Plasma las interesantes ideas que maneja el guion de manera un tanto deslavazada. Siendo aceptable, desaprovecha la posibilidad de haber construido una intriga con implicaciones personales bastante más redonda. Basada en hechos reales, el aspecto mejor tratado reside en descubrir las operaciones y estrategias sibilinas que llevan a cabo las casas de subastas para ofertar obras valiosas. No obstante, hasta llegar a ese punto, se recrea demasiado en los preámbulos y las subtramas insustanciales.
André Masson intenta que la advenediza Aurore aprenda los pormenores de su oficio. Lleva varios años trabajando en la prestigiosa Scottie’s y ahora tiene la oportunidad de conseguir el ascenso que ansía.
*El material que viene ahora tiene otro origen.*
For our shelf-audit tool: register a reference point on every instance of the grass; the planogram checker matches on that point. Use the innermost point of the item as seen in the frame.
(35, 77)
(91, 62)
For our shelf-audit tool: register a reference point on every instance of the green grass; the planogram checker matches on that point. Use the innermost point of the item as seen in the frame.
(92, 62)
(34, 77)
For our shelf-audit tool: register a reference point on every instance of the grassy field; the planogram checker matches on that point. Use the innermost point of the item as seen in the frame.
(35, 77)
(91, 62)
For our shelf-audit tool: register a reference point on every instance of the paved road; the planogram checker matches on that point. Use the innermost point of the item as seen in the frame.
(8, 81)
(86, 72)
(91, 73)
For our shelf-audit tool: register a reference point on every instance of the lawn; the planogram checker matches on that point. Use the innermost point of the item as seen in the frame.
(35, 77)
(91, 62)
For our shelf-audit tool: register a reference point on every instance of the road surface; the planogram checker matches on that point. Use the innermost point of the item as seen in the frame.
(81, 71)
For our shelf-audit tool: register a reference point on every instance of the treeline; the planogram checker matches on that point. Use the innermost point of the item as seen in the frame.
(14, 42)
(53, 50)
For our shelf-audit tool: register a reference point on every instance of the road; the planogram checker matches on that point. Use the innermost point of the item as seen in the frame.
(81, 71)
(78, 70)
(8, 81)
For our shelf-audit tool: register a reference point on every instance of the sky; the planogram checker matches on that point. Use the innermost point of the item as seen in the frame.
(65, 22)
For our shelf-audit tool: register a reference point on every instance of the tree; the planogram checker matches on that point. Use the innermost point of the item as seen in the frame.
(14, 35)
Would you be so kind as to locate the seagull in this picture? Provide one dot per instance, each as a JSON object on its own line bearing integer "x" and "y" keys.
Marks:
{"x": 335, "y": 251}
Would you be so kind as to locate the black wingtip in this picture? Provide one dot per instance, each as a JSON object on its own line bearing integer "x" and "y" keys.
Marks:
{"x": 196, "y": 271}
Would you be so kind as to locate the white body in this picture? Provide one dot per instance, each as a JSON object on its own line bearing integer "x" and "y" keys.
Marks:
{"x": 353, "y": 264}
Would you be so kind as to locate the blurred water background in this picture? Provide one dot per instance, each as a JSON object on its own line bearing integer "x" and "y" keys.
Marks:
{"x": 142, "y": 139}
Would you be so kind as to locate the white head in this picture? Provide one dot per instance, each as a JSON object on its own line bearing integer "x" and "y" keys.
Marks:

La reputada marchante Suzanne Egerman le comunica que ha encontrado una joya: el cuadro del austríaco Egon Schiele Los girasoles malditos, cuyo rastro se perdió durante la Segunda Guerra Mundial. Si los expertos certificaran la autenticidad de la pintura, las pujas alcanzarían cifras exorbitadas.
Inicialmente, dedica excesiva atención a describir al experto en arte como un tipo altivo y poco empático. Ello provoca el inevitable choque de caracteres con su becaria, cuya parcela familiar también sale a la luz; abriendo una historia paralela que nunca adquiere la relevancia suficiente.
Cobra entidad al comprobar el lugar del hallazgo, la habitación de un joven obrero que vive con su madre. Retrata con ligeras notas cómicas la sorpresa que les produce la inesperada noticia y el contacto con círculos selectos, donde se mueven ingentes cantidades de dinero. Precisamente, mediante este apartado, resuelto con brillantez en el desenlace, opone el valor artístico al monetario. Extiende incluso a los coleccionistas ese dilema ético.
Aporta algunos datos sobre el expolio nazi que dan una idea de las pérdidas causadas a piezas irrecuperables; un tema ya abordado con mayor detalle en, por ejemplo, Monuments Men y La dama de oro.
Cuando por fin se centra e involucra a la exesposa del protagonista proporciona momentos excitantes y satíricos, especialmente en los últimos compases. Igualmente acertado resulta el elocuente epílogo.
Los actores, sin grandes lucimientos, responden a sus papeles. Destaca Léa Drucker (Los colores del incendio), quien impone sus tablas en las escenas que comparte con Alex Lutz (El doctor de la felicidad).